The MGS was only issued to those still alive who claimed. - Samuel was not alive in 1847.
IGI shows a William Drewry born 22/9/1771 in Beaconsfield, Bucks. Another possible relation to Samuel? William's father is shown as William Drewry and Sarah.
(Beaconsfield is a stone's throw (about 3 miles) from Hedgerley. The "Drury's of Hedgerley" go back to the 1500s and indeed our Drewry line has a variety of connections with Beaconsfield.)
Wm Drewry (possibly a relation?) is born 21/5/1749 (wife Mary) in Long Crendon, nr
Aylesbury in Bucks (there was also a Drury family in Long Crendon in 1500s.)
Wm Drury married Mary White in Long Crendon in 1747. Long Crendon was a small village in the 1800s, about 900 people.
IGI records have a Samuel Drewry marrying Jane Mew on 23rd October 1799; in Saint Marylebone, London but with no offspring shown.
and a 'Samuel Drury' marrying 'Mary Freeman' on 05 Jul 1790 at Spitalfields, Christ Church, Stepney, London, again with no offspring.

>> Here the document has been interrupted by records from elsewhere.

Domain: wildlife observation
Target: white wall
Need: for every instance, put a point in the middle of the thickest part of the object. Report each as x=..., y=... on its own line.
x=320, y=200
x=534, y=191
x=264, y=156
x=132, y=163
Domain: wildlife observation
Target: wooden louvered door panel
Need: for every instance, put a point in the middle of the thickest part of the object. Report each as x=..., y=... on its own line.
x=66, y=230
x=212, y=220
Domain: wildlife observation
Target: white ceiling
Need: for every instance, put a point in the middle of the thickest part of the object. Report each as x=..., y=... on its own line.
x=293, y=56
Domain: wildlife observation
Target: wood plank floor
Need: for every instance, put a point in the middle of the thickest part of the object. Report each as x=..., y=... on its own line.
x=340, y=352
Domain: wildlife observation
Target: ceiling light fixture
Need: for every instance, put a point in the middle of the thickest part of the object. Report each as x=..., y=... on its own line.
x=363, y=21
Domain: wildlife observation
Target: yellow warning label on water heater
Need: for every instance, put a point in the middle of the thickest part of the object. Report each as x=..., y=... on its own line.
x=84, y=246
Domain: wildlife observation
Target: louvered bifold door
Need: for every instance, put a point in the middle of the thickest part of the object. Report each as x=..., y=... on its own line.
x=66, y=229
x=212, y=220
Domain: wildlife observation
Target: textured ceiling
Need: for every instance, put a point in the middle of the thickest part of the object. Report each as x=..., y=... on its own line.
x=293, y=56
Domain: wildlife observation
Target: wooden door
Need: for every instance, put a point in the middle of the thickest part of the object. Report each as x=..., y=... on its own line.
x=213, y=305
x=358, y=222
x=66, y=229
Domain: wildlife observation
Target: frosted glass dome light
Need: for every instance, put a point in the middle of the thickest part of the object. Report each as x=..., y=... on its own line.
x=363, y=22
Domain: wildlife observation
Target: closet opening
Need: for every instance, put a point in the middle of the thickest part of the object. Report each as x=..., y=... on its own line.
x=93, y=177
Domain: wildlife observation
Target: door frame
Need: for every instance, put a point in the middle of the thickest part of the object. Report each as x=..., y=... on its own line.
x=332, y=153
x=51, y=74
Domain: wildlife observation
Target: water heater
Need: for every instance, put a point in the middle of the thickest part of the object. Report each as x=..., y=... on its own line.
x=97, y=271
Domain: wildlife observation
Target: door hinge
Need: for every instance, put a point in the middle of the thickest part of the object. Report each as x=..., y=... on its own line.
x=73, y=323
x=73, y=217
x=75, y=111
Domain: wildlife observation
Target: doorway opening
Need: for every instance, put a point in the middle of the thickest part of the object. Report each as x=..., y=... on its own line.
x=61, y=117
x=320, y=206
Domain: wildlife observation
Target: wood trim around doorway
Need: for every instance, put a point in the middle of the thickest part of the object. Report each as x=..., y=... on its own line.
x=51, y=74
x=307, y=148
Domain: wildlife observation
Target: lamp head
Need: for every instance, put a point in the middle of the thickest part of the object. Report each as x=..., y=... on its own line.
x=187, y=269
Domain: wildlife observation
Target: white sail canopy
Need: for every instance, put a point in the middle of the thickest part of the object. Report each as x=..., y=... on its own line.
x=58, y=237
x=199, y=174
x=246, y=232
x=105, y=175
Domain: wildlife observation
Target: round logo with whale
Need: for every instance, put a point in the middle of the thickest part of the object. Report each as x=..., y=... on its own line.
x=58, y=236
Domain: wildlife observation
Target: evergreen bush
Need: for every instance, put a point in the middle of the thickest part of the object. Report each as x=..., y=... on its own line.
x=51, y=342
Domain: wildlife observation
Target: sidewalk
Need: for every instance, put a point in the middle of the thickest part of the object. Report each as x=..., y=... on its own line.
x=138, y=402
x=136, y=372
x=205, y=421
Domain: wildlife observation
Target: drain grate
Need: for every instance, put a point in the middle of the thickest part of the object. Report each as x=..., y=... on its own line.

There is also a 'Stuart Drury' who marries 'Mary Cundell', on 29th September 1803 at Saint George The Martyr, Southwark, Surrey, England.
And from Google Books:
Who is the 'Drewry Samuel, Merchant' in the above listing?
Did Samuel set up as a merchant in 1997 for a while? Park Street, Westminster is around 15 minutes walk from Welbeck Street. It is curious that, if this is another Samuel, he has not surfaced more in our research.
And from The Times:
And this is probably Samuel.
"Title: Portrait of Samuel Drewry, in blue coat, white cravat and stock
Media: Miniature - by John Cox Dillman Engleheart
Year of Work: 1815-1815
Size range: Height 3.7 in. / Height 9.5 cm."
[found at Artnet.com]
Artnet.com does not give the date of the auction. It seems likely that this is the same miniature that was sold as one of a pair in 1997.
The other miniature in the 1997 auction was of William Drewry of 19 Howland Street - almost certainly William Tillotson, Samuel's son.
Engleheart was the nephew of the miniature painter George Engleheart. He entered his uncle's studio at the age of fourteen. He first exhibited at the Royal Academy in 1801, and went on to show a total of 157 works. He was a man of substantial means, and in his time a very popular painter, but his health broke down when he was 44 years old, and he had to relinquish the pursuit of his profession. He lived at Tunbridge Wells for some years and died there in 1862.